Mais les milieux conservateurs, historiquement hostiles à son clan, ne lui ont pas tout pardonné: une formation clé de sa majorité aurait demandé sa démission, sous peine de rejoindre l’opposition, ce qui signifierait la chute du gouvernement, a rapporté vendredi la presse thaïlandaise.

La Thaïlande, habituée aux crises cycliques, a déjà changé de Premier ministre l’an dernier, mais ce pic de tensions s’inscrit dans une nouvelle donne mondiale marquée par l’offensive protectionniste américaine, qui menace de gripper une croissance fragile. Jeudi soir, la Bourse de Bangkok a atteint son niveau le plus bas en cinq ans.

Paetongtarn a présenté ses excuses jeudi, en réponse aux critiques qui l’accusaient d’avoir insulté la Thaïlande et de manquer de poigne, lors d’un appel téléphonique avec l’ancien Premier ministre Hun Sen, que celui-ci a enregistré et diffusé à son insu.

– Retour à la “normale” –

Vendredi, elle a rencontré le général de corps d’armée Boonsin Padklang, en charge du Nord-Est du pays, dans la province d’Ubon Ratchathani où ont eu lieu les récents affrontements avec le Cambodge.

La dirigeante a assimilé ce haut-gradé à un “opposant” dans son échange avec Hun Sen, une remarque qui a enflammé les partisans de l’ordre militaro-royaliste hostiles, rappelant le contexte qui a conduit aux coups d’État ayant évincé le père de Paetongtarn, Thaksin, et sa tante, Yingluck, respectivement en 2006 et 2014.

Leur discussion “s’est très bien déroulée”, a salué Paetongtarn. “Il n’y a plus aucun problème.”

De son côté, Boonsin a affirmé que “tout était normal”.

Une douzaine de putschs réussis depuis la fin de la monarchie absolue en 1932 a cimenté la place de l’armée dans le cÅ“ur de la vie politique thaïlandaise, laissant planer en permanence l’hypothèse d’une intervention si le gouvernement en place allait contre ses intérêts.

La Thaïlande et le Cambodge sont à couteaux tirés depuis la mort d’un soldat cambodgien lors d’un échange de coups de feu au milieu de la nuit, le 28 mai dernier. Chaque armée accuse l’autre d’avoir ouvert les hostilités.

L’incident a mobilisé le sentiment patriotique au sein des deux voisins, en désaccord depuis des décennies sur le tracé de leur frontière commune longue de plus de 800 kilomètres, héritage de la présence française en Indochine.

L’appel entre Paetongtarn et Hun Sen, qui a dirigé le Cambodge durant environ 40 ans, visait à apaiser les tensions, a expliqué la dirigeante thaïlandaise, qui s’est dit “très déçue” par son interlocuteur.

Bangkok a remis jeudi une lettre formelle de protestation à l’ambassadeur cambodgien, pour dénoncer cette fuite considérée comme “une violation de l’étiquette diplomatique” qui “compromet” la confiance entre les deux voisins liés par d’importants liens culturels et commerciaux.

– Coalition sur un fil –

Dans sa première communication sur le sujet, Hun Sen a indiqué vendredi que la fuite avait “brisé” plus de “30 ans de relations sincères entre nos deux familles”.

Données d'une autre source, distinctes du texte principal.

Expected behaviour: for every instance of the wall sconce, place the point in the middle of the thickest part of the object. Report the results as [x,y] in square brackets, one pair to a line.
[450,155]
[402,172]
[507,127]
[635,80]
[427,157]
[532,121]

Sur le volet national, Paetongtarn Shinawatra demeure fragilisée, alors que des manifestants avaient réclamé sa démission jeudi devant le palais du gouvernement, et que d’autres rassemblements sont prévus dans les jours à venir.

Sa coalition est composée d’une dizaine de partis hétéroclites, dont certains étaient rivaux lors de la précédente législature: cette ossature fragile peut s’effondrer si une dizaine de députés venait à se désister.

Après le départ du Bhumjaithai, connu pour avoir initié la dépénalisation de la culture et de la vente de cannabis, plusieurs partis ont répondu à l’appel du gouvernement, mais un continue de garder le silence: le parti de la Nation thaïe unie (UTN), ultra-conservateur, pro-armée et pro-roi.

La direction de UTN, qui serait le plus gros parti de la coalition s’il restait, aurait demandé la démission de Paetongtarn, et menacé de rejoindre l’opposition, selon la chaîne publique ThaiPBS. Mais la presse thaïlandaise a aussi évoqué des tensions au sein du parti, avec des députés qui seraient prêts à soutenir la Première ministre.

Deux scénarios sont évoqués en cas de départ: la dissolution de l’hémicycle, qui entraînerait l’organisation d’élections anticipées sous 60 jours, ou la nomination d’un nouveau chef du gouvernement sur les bases d’une majorité similaire.